Un programme sans précédent pour élucider la surmortalité des abeilles
Par Gilles Héluin le vendredi 13 août 2010, 07:05 - Animaux - Lien permanent
L'Angleterre et l'Ecosse viennent de lancer un programme d'une envergure
sans précédent pour déterminer la ou les causes de la surmortalité des abeilles
sauvages et domestiques qui, partout dans le monde menace la biodiversité et la
sécurité alimentaire.

Les population d'abeilles déclinent anormalement et de manière
dramatique
Une perte de 10 % du cheptel par saison est considérée comme normal chez les
abeilles domestiques. Aux Etats-Unis et au Canada, cette proportion atteint en
moyenne 30 % et peut être beaucoup plus importante localement. En Europe, le
pourcentage de perte varie de 10 % à 30 %.
Au Moyen-Orient, les mortalités représentent environ 20 % du cheptel en
Jordanie et au Liban, et vont de 22 % à 80 % selon les régions étudiées en
Syrie et en Irak. Des surmortalités se produisent aussi au Japon, en Argentine
et au Brésil, mais elles ne sont pas quantifiées.
Rassemblés sous l'intitulé "Initiative pour les insectes pollinisateurs",
neuf projets de recherche, qui bénéficieront d'un financement de 12 millions
d'euros sur trois ans, tenteront d'apporter des réponses. "L'enjeu est à la
fois de protéger la biodiversité - de nombreuses espèces sauvages dépendant de
la pollinisation -, et les cultures alimentaires, en particulier les fruits et
légumes, explique Andrew Watkinson, directeur du partenariat Living with
Environmental Change, qui chapeaute les recherches menées par les gouvernements
du Royaume-Uni.
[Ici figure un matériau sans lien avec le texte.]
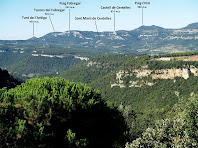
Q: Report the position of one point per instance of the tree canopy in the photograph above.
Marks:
(54, 113)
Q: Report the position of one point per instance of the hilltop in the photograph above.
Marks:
(147, 85)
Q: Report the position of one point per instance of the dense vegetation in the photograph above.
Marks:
(57, 113)
(142, 105)
(21, 63)
(178, 129)
(96, 67)
(7, 80)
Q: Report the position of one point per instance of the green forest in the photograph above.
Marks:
(82, 110)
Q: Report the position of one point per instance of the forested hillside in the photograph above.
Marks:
(29, 62)
(146, 86)
(6, 80)
(57, 113)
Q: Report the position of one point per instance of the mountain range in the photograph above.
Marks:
(145, 39)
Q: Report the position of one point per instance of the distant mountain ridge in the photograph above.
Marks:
(145, 39)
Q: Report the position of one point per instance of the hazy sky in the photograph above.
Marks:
(164, 13)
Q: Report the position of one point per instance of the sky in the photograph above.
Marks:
(164, 13)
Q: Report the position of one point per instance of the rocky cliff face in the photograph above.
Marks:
(154, 74)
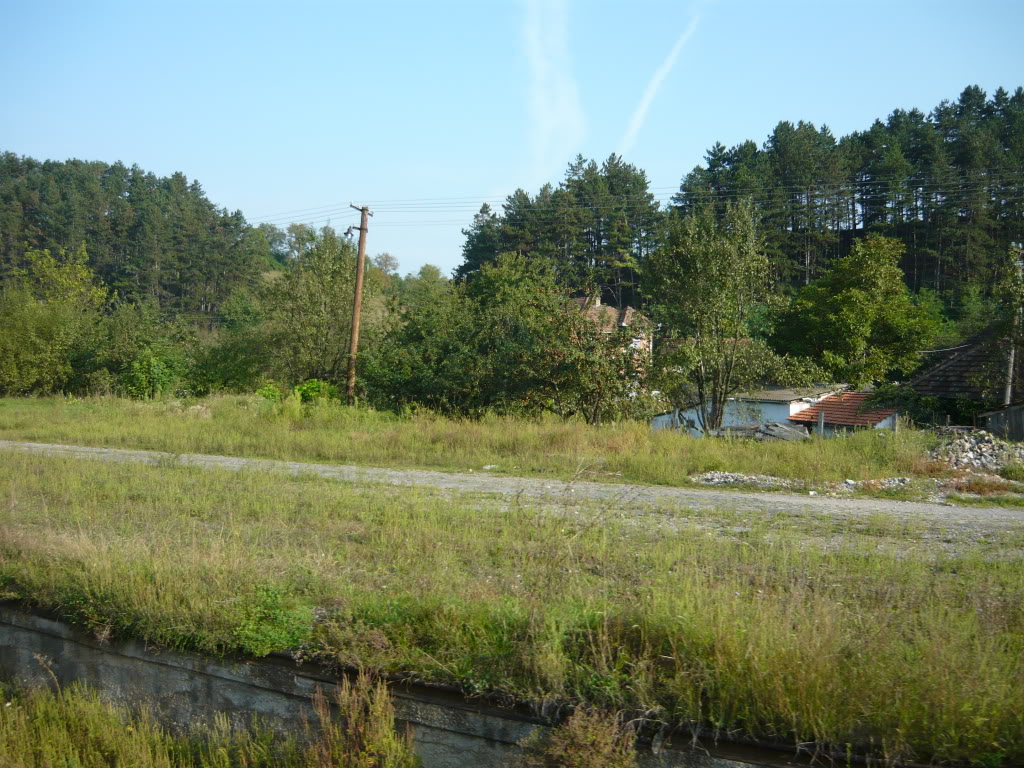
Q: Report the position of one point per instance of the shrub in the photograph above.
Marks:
(267, 624)
(147, 376)
(315, 389)
(590, 738)
(270, 392)
(364, 735)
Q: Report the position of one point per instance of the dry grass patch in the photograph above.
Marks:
(328, 432)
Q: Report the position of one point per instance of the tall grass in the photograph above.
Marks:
(906, 642)
(43, 728)
(329, 432)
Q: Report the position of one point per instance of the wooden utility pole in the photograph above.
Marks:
(1008, 393)
(360, 261)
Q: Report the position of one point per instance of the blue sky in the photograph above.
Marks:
(426, 110)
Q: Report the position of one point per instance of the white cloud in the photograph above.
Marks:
(640, 114)
(557, 118)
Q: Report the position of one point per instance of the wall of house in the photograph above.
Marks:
(737, 413)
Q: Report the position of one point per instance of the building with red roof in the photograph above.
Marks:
(843, 412)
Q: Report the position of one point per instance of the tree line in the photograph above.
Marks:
(806, 259)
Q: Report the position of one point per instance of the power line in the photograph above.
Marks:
(979, 176)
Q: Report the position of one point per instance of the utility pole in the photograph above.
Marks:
(1008, 394)
(360, 261)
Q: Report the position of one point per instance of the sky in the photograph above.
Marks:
(290, 112)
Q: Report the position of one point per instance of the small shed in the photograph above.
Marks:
(844, 412)
(750, 409)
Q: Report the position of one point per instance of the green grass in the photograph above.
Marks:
(75, 727)
(905, 641)
(250, 426)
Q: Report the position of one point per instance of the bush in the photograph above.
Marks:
(267, 624)
(147, 376)
(270, 392)
(315, 389)
(590, 738)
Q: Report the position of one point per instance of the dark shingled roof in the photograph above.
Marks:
(843, 410)
(608, 317)
(971, 371)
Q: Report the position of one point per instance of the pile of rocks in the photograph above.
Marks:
(734, 478)
(979, 451)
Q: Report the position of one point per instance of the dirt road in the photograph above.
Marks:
(623, 496)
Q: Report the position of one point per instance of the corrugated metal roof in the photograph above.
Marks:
(787, 395)
(843, 410)
(608, 317)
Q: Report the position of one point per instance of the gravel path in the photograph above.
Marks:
(623, 496)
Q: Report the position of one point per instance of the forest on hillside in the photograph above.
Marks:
(838, 258)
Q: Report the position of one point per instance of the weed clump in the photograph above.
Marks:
(589, 738)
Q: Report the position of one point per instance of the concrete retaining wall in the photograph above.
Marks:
(449, 730)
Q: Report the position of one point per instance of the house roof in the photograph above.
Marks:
(779, 394)
(972, 370)
(843, 410)
(608, 317)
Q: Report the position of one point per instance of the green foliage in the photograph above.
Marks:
(710, 284)
(589, 738)
(270, 621)
(75, 726)
(596, 227)
(510, 339)
(150, 239)
(308, 311)
(147, 376)
(741, 623)
(270, 392)
(859, 317)
(313, 389)
(47, 311)
(945, 183)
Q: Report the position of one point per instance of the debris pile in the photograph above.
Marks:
(734, 478)
(979, 450)
(772, 430)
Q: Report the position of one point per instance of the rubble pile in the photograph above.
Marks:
(734, 478)
(979, 450)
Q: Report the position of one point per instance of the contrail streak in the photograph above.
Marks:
(640, 114)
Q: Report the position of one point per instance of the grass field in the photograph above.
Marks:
(250, 426)
(74, 727)
(904, 641)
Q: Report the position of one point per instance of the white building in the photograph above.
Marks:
(751, 408)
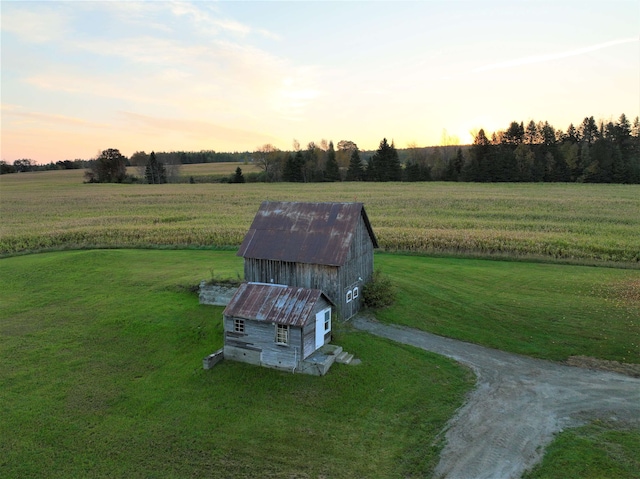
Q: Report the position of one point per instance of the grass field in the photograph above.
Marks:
(102, 377)
(567, 222)
(102, 350)
(548, 311)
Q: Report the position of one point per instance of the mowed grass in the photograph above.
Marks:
(595, 451)
(565, 222)
(102, 376)
(548, 311)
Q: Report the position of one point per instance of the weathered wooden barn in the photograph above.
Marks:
(276, 326)
(324, 246)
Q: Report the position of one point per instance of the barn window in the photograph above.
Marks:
(282, 334)
(238, 325)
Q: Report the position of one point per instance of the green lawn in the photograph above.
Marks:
(102, 376)
(102, 369)
(543, 310)
(595, 451)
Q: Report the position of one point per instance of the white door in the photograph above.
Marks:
(319, 329)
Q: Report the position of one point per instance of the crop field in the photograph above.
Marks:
(102, 349)
(566, 222)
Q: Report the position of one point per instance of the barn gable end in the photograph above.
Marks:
(325, 246)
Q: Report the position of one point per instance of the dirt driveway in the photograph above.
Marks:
(518, 404)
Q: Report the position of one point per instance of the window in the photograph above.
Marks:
(238, 325)
(327, 320)
(282, 334)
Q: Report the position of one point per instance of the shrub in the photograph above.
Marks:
(379, 292)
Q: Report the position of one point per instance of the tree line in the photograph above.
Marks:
(599, 152)
(604, 152)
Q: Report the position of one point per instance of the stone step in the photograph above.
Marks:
(344, 357)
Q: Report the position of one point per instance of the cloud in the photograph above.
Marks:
(196, 129)
(553, 56)
(10, 112)
(35, 26)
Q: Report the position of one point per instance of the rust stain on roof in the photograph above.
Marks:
(273, 303)
(314, 233)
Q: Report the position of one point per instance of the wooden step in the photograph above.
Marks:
(344, 357)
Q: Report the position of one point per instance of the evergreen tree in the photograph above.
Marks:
(386, 163)
(355, 171)
(155, 172)
(238, 177)
(109, 167)
(332, 170)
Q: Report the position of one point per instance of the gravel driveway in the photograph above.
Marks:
(518, 404)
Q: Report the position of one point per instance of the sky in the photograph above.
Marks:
(80, 77)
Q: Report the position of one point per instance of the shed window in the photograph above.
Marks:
(282, 334)
(238, 325)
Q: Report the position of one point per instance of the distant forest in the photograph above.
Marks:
(592, 152)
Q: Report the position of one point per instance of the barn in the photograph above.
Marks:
(276, 326)
(323, 246)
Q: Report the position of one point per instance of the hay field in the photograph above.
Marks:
(572, 222)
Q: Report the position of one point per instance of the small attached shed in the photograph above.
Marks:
(324, 246)
(276, 326)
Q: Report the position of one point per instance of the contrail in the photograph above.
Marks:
(554, 56)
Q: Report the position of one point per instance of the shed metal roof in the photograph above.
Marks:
(274, 303)
(313, 233)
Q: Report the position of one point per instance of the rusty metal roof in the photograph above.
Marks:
(313, 233)
(274, 303)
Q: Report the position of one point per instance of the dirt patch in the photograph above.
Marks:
(594, 364)
(518, 405)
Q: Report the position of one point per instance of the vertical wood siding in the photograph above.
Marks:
(334, 281)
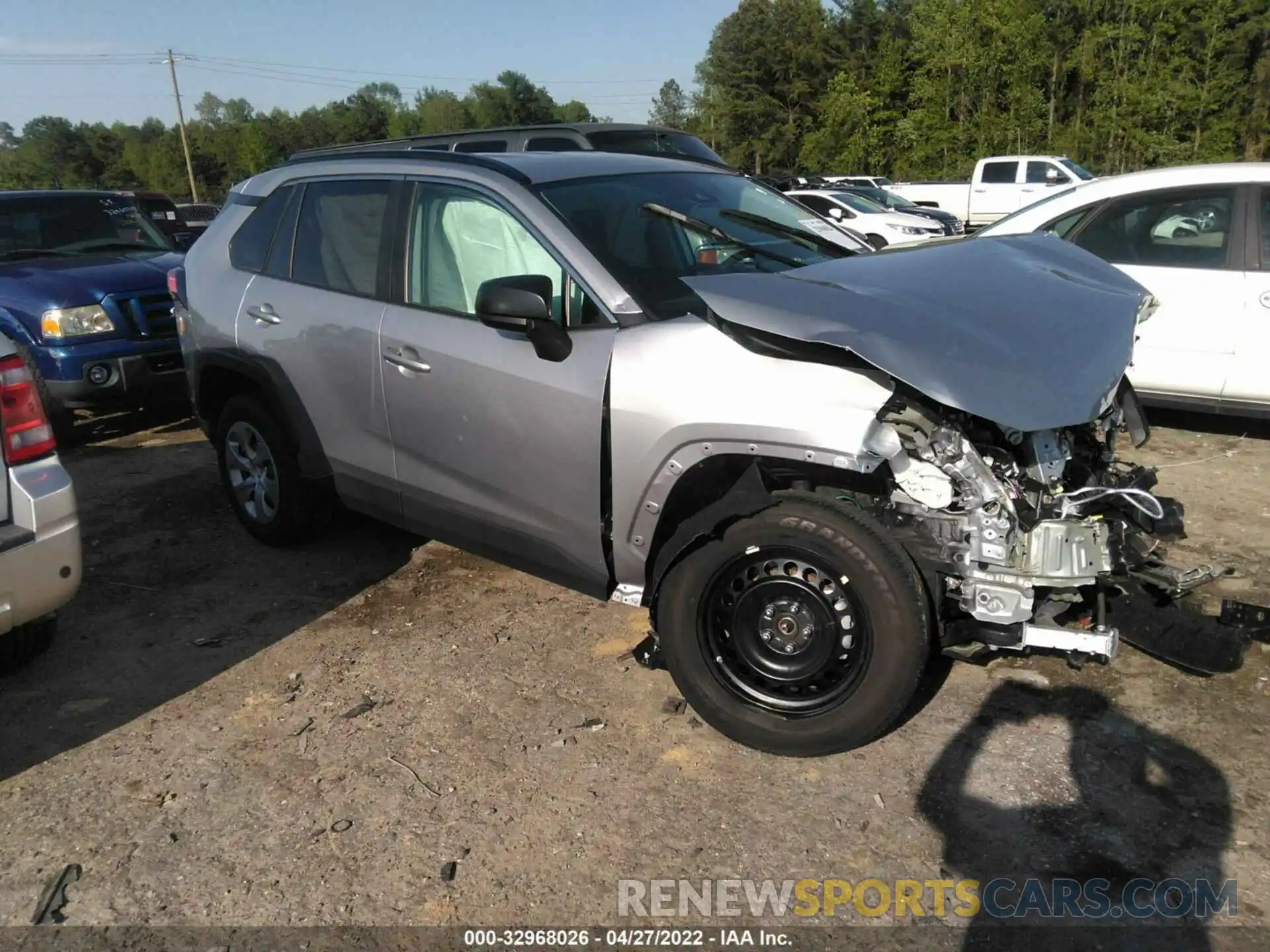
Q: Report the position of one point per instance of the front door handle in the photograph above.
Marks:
(404, 361)
(265, 314)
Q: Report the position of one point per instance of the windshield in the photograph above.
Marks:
(652, 143)
(1000, 223)
(69, 225)
(1076, 169)
(859, 204)
(650, 253)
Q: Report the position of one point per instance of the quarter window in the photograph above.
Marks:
(339, 235)
(1176, 229)
(1000, 173)
(251, 243)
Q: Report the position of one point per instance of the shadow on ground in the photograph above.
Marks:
(175, 593)
(1147, 809)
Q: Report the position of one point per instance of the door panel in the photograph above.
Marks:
(323, 334)
(1177, 244)
(497, 451)
(997, 192)
(327, 346)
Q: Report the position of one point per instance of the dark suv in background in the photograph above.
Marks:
(84, 299)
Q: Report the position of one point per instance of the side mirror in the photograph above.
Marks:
(521, 303)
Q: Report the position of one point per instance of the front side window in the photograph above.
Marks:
(1174, 229)
(626, 222)
(1079, 172)
(339, 235)
(1040, 173)
(459, 240)
(1000, 173)
(70, 225)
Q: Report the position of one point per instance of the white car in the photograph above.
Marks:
(1198, 238)
(864, 216)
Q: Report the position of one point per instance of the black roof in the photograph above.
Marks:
(526, 168)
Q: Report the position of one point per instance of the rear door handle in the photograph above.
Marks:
(405, 360)
(265, 314)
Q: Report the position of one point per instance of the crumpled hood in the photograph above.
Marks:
(41, 284)
(1028, 331)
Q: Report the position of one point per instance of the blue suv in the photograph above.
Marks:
(84, 299)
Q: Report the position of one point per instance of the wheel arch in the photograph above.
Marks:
(219, 376)
(716, 492)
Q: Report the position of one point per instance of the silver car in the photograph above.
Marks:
(667, 385)
(40, 539)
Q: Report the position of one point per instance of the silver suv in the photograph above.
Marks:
(666, 383)
(40, 539)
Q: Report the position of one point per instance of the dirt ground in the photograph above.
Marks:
(189, 739)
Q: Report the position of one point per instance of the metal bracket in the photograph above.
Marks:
(629, 596)
(1104, 643)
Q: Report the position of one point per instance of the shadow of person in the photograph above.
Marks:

On voit déjà les conséquences du manque de pollinisateurs en
Angleterre : les producteurs de pommes doivent ainsi importer des
abeilles."
Un tiers de l'alimentation mondiale dépend de la pollinisation par les
insectes. Le programme a été suscité par les parlementaires britanniques,
alertés par des apiculteurs. Il est financé par des fonds publics et le Welcome
Trust, une fondation privée.
Le programme d'étude
Pour expliquer cette surmortalité, la communauté scientifique parle aujourd'hui
de causes "multifactorielles", et d'interactions possibles entre les divers
facteurs : maladies, parasites, exposition aux pesticides, raréfaction de
la nourriture des insectes due à l'uniformisation des cultures, appauvrissement
génétique des reines... Les programmes lancés en Grande-Bretagne exploreront
ces diverses pistes : rôle du parasite Varroa destructor - surnommé le
"vampire de l'abeille" - dans la propagation des virus, impact des
modifications du paysage et des changements dans l'environnement,
fonctionnement des abeilles en ville...
L'un d'eux, dirigé par le neurologue Christopher Connolly, de l'université de Dundee (Ecosse), sera consacré aux incidences des pesticides. "Ils affectent les connexions neuronales des insectes, explique M. Connolly. A haute dose, ils entraînent la mort, mais l'exposition chronique à de faibles doses peut aussi provoquer des changements plus ténus, comme la perte du sens de l'orientation, la diminution de la capacité d'apprendre et de communiquer." Jusqu'à présent, de tels impacts ont été mis en évidence en laboratoire, mais jamais en conditions réelles, en plein champ. L'équipe du professeur Connolly travaillera sur les deux plans.
Elle tentera de mettre en évidence les effets d'un ou de plusieurs pesticides sur l'activité cérébrale des abeilles au niveau cellulaire. "Nous nous focaliserons sur l'impact combiné de plusieurs pesticides, poursuit M. Connolly. Ils peuvent ne pas avoir d'effets isolément, mais être délétères quand ils agissent en synergie." Les pesticides de traitement des cultures, mais aussi ceux qui sont utilisés par les apiculteurs pour éradiquer les parasites dans les ruches, seront testés. L'évolution des capacités d'apprentissage d'abeilles exposées à des produits chimiques sera également évaluée en laboratoire.
Enfin, volet le plus spectaculaire de la recherche, les abeilles de trois ruches en plein champ seront équipées de puce de radio-identification (RFID), qui permettront de suivre la trace de chaque insecte. Il s'agit de résoudre l'une des difficultés majeures dans l'identification des causes de surmortalité : dans de nombreux cas, les abeilles ne meurent pas près de la ruche, mais disparaissent. Les insectes seront également régulièrement pesés, afin de déterminer s'ils ramènent la même quantité de nourriture que dans des ruches témoins. Quelque 16 000 abeilles au total seront équipées de puce RFID.
Source :
Le Monde.
Mon avis
Une excellent initiative qui, espérons, devrait donner les éléments pour des
décisions radicales en faveur de la protection des abeilles.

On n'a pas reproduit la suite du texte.